The Government in order to boost savings and provide Tax respite has legislated a number of exemptions under different heads for the benefit of the individual assesses. Although the basic exemption limit under the Income Tax Act is only Rs. 2.5 lakhs but by availing the various available exemptions, an individual assesses may pay Zero Tax up-till the income of Rs 10 lakhs and thereby save his hard-earned money. Even otherwise, with the help of these deductions and exemptions, one could reduce his/her tax substantially.

The art of saving on income tax is not very difficult but basic knowledge of Income Tax is required. Let us see what exemptions can be availed so as to reduce the tax liability of an individual.

1. If you are a salaried person, you can avail a deduction of Rs. 50,000/- as ‘Standard Deduction’ u/s 16(ia) of the Income Tax Act.

2. Any individual can claim an exemption under Section 80C of the Income Tax Act wherein one can claim a maximum of Rs 1,50,000/- by contributing to EPF, PPF, ELSS, NSC etc. or paying LIC premium of self or spouse or children.
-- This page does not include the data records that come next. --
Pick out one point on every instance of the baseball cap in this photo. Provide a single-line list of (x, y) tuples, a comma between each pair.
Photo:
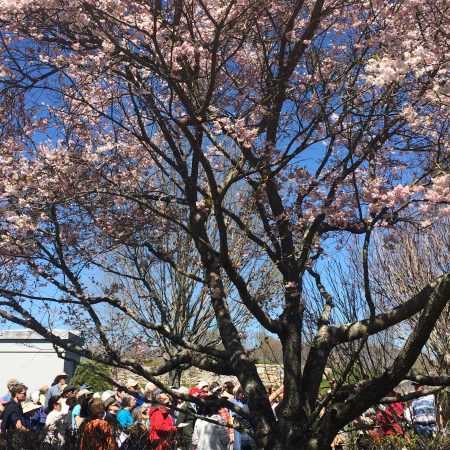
[(110, 401), (195, 391), (83, 392), (12, 382), (107, 394), (69, 388), (86, 387)]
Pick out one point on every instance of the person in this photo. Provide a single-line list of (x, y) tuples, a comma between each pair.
[(204, 386), (77, 418), (68, 398), (242, 441), (9, 384), (227, 391), (55, 425), (56, 388), (390, 418), (138, 438), (185, 416), (423, 413), (39, 416), (124, 416), (42, 394), (135, 389), (210, 436), (29, 409), (97, 433), (13, 418), (112, 407), (162, 424)]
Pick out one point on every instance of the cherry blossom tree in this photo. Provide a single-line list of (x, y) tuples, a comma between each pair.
[(291, 125)]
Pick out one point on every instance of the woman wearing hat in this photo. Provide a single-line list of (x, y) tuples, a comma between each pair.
[(54, 424)]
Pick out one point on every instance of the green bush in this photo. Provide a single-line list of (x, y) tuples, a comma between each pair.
[(93, 373), (413, 442)]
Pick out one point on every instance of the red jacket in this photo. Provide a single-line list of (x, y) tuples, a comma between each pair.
[(162, 429), (390, 419)]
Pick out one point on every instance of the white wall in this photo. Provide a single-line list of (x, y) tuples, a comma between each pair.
[(32, 360)]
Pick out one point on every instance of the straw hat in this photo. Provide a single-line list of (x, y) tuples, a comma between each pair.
[(29, 406)]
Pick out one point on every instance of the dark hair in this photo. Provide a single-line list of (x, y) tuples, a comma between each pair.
[(229, 385), (84, 406), (126, 401), (52, 402), (58, 379), (71, 402), (17, 389), (213, 385), (209, 409), (96, 408)]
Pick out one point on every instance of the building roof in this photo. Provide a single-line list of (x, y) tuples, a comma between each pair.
[(29, 335)]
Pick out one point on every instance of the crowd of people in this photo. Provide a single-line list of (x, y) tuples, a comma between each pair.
[(67, 417), (417, 418)]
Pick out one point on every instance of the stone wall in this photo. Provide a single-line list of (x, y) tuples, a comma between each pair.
[(270, 375)]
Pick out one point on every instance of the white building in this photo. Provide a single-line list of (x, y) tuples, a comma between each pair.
[(30, 358)]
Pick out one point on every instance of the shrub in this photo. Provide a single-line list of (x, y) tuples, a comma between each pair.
[(93, 373)]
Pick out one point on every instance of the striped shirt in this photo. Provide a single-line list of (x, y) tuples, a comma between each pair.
[(423, 410)]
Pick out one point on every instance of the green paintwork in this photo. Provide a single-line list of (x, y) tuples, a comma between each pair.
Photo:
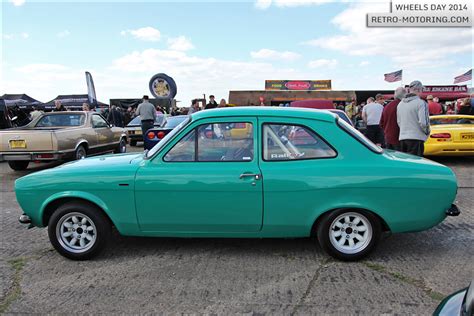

Payment of  tuition fees for two children is also exempt under this section. Contribution to PPF is beneficial on two counts. Firstly, the interest on PPF is wholly exempt from Income Tax non u/s 10(11) of the Income Tax Act. Secondly the amount standing in the PPF account cannot be attached by any authority/Court.

3. An additional Rs 50,000 can be claimed as exemption for contribution in the National Pension System (NPS) scheme under section 80CCD (1B) of the Income Tax Act.

4. If an individual has taken a home loan and he repays interest over Rs 2 lakhs, then he can claim under section 24B of Income Tax up to a maximum amount of Rs. 2 lakhs from his taxable income.

5. An exemption of  Rs 25,000 can be availed for payment of health insurance premiums for health insurance of self, spouse & children under Section 80D of the Income Tax Act. However, if an individual pays health insurance of his senior citizen parents, an additional exemption of  Rs 50,000 can be availed.

6. An individual can claim a preventive health check-up deduction for up to Rs 5,000 per financial year under Section 80D. This preventive health check-up deduction is included within the aforementioned 80D limit of Rs 25,000 for individuals and Rs 50,000 for senior citizens.

7. A further exemption u/s  80 DDB of the Income Tax Act towards medical treatment of certain specified ailments availed for self or a dependent can be availed. The dependent can be a spouse, parent, or sibling. The exemption is available for medical expenses of Rs. 40,000/- per annum. However, in respect of the medical expenses of a dependent senior citizen, this exemption is Rs. 1,00,000/-.This exemption is over & above the exemption u/s 80D of the Income Tax Act.

8.An exemption can be claimed under 80 G of the Income Tax Act for donations to organizations registered under Section 80G of Income Tax. Section 80G of the Income Tax Act, 1961 offers income tax deduction to an assesses, who makes donations to charitable organizations. This deduction varies based on the receiving organization, which implies that one may avail a deduction of 50% or 100% of the amount donated, with or without restriction.

Thus,  the assesses should manage his financial  affairs and invest in such a way that his taxable income  comes down below Rs 5 lakh so that there is no incidence of Income Tax as mandated in Section 87A of the Income Tax Act.